Want to know how to convert the trained model weights from FP32 to FP16

Hi all, I want to know how to convert a trained model’s weights from FP32 to FP16
I have been using the sample code from the directory
/usr/src/tensorrt/samples/python/network_api_pytorch_mnist/
The files used are sample.py and model.py
In both files the model’s weight is FP32. To see the effect of reducing the weights to FP16, now I want to convert them from FP32 to FP16 for inference.
I want to know how I can do that. Your early reply will definitely hep me.

Thanks and Regards

Nagaraj Trivedi

Dear @trivedi.nagaraj,
Could you check setting the builder config to use FP16 mode like config.set_flag(trt.BuilderFlag.FP16) in build_engine(). You may check efficientdet and uff_ssd samples for reference.

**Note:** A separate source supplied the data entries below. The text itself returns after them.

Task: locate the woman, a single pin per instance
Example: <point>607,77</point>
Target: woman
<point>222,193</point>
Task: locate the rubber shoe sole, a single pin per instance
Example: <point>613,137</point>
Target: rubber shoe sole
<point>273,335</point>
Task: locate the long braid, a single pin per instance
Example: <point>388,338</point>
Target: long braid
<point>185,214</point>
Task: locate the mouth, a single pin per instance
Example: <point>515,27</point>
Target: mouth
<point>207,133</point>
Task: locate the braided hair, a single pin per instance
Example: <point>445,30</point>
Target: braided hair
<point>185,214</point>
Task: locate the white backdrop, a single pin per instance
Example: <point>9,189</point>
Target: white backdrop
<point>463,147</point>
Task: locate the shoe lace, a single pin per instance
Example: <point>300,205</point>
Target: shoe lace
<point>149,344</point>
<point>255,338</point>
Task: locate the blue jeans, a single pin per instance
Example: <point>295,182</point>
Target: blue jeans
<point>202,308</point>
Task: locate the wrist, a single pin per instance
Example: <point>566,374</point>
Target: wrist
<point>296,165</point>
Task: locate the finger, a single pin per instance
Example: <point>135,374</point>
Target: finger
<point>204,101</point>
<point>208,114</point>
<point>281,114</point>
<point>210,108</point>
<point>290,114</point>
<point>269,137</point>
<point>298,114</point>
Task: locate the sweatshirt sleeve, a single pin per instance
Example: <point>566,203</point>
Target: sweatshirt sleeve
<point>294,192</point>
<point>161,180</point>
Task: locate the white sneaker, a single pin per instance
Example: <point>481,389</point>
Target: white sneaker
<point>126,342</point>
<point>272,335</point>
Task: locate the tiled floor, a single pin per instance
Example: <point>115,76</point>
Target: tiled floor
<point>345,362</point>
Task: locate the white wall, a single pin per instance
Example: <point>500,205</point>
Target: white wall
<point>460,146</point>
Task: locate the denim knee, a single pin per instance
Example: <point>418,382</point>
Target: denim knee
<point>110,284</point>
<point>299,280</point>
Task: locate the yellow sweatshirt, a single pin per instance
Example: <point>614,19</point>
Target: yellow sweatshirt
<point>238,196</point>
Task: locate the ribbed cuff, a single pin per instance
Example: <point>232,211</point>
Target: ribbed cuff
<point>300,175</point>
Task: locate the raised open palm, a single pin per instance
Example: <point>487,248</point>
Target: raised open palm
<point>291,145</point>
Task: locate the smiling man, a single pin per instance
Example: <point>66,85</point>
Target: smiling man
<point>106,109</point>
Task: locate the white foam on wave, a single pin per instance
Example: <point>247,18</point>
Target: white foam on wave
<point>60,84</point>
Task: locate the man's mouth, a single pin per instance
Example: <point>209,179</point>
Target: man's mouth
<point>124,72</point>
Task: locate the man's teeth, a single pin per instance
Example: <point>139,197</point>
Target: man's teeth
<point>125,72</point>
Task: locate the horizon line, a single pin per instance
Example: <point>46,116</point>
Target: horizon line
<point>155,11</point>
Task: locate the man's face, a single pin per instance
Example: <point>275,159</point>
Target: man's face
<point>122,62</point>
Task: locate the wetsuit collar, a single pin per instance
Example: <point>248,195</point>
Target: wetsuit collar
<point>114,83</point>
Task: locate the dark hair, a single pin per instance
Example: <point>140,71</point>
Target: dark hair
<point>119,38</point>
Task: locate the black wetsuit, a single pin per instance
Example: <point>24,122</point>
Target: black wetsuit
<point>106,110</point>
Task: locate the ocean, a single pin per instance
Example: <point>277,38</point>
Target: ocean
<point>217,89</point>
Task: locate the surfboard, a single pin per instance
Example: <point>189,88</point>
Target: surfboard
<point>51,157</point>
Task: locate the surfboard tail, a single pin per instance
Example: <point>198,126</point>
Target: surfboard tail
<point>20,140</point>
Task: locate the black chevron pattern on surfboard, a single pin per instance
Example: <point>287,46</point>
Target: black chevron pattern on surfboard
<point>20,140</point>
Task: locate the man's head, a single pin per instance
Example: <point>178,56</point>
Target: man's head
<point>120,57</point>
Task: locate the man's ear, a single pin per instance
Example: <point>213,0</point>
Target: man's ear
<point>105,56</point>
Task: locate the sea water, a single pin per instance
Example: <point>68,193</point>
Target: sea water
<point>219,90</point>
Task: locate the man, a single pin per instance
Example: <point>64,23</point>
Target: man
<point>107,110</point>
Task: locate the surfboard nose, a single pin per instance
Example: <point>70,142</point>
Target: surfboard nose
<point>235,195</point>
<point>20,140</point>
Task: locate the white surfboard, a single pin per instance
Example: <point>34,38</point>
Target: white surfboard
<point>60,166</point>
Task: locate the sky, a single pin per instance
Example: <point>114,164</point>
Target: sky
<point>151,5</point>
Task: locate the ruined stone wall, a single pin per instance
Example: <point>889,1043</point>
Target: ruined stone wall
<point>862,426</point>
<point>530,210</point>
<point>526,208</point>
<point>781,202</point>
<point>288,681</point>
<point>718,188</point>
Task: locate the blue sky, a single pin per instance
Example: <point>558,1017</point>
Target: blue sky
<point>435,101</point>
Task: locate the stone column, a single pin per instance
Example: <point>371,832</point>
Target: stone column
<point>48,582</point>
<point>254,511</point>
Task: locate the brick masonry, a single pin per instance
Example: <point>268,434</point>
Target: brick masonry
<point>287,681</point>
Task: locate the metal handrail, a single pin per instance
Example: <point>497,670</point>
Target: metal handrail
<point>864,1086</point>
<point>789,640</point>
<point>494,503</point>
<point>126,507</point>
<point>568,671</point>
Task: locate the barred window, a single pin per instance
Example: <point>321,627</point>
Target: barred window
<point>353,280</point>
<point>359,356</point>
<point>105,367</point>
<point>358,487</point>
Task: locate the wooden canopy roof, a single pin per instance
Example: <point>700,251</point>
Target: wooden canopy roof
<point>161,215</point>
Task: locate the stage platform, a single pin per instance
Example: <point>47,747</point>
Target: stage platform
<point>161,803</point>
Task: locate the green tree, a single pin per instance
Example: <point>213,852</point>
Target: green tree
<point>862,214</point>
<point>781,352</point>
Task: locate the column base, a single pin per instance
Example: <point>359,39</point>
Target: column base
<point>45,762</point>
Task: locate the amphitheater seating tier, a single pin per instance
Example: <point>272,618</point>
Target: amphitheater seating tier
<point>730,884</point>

OK. Thank you. I will refer them and let you know any further doubts I have.

Thanks and Regards

Nagaraj Trivedi

Hi SivaRamaKrishnan, I have verified the uff_ssd sample files. Yes, configuring the engine for FP16 is present.
But I have another doubt that, referring to the sample program in the directory
/usr/src/tensorrt/samples/python/network_api_pytorch_mnist/
where it gets the trained weights in FP32 format. My clarification is that apart from making use of
config.set_flag(trt.BuilderFlag.FP16) do we need to convert the trained weights from FP32 to FP16 before it is fed to all the layers in the network. For example,
conv1_w = weights[‘conv1.weight’].numpy()
conv1_b = weights[‘conv1.bias’].numpy()

Do we need to convert the above weights to FP16 before being assigned to conv1_w and conv1_b ?. Please clarify.

Thanks and Regards

Nagaraj Trivedi

Dear @trivedi.nagaraj,
Do we need to convert the above weights to FP16 before being assigned to conv1_w and conv1_b ?
No. config.set_flag(trt.BuilderFlag.FP16) generates FP16 TRT model.

OK. Thank you. In that case how about this line
input_tensor = network.add_input(name=ModelData.INPUT_NAME, dtype=ModelData.DTYPE, shape=ModelData.INPUT_SHAPE)

Here the ModelData.DTYPE is DTYPE = trt.float32

Do I need to change this also to trt.float16? . Please clarify.

Thanks and Regards

Nagaraj Trivedi

No. Input and output will be FP32. Rest of the layers gets converted to FP16 automatically.

This topic was automatically closed 14 days after the last reply. New replies are no longer allowed.